Aux États-Unis, Donald Trump a annoncé le gel des migrations au nom de la défense de l’emploi américain. Des décrets doivent préciser le contour de cette annonce très politique. Avec la crise du coronavirus, les migrants sont-ils devenus indésirables ? Aux États-Unis comme dans de nombreux autres pays d’accueil ?
Avec la fermeture des frontières et des consulats, les flux migratoires sont de faits gelés dans le monde entier, d’abord pour des raisons sanitaires et administratives. Pour le moment aux États-Unis seule l’attribution des green cards, des cartes vertes de résident permanent, est suspendu pendant deux mois d’après le décret que doit signer aujourd’hui le président américain. Mais en établissant un lien entre migration et défense de l’emploi Donald Trump envoie un signal très fort estime Jean-Christophe Dumont, économiste en charge de la division des migrations internationales auprès de l’OCDE: cette annonce est dissuasive et les flux migratoires vers les États-Unis pourraient s’assécher durablement, voire tant que la crise économique persiste.

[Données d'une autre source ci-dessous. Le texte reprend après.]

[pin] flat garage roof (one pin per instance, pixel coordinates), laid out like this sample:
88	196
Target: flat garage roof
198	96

À l’exception de la Corée du Sud et du Japon qui ont suspendu tous les titres de séjour, la plupart des pays d’accueil ont rallongé la durée des permis pour permettre aux travailleurs étrangers de continuer à vivre sur place. En revanche beaucoup de ces travailleurs ont déjà perdus leur emploi, notamment dans les secteurs où ils sont très présents comme le bâtiment ou l’hôtellerie, totalement paralysés par le confinement.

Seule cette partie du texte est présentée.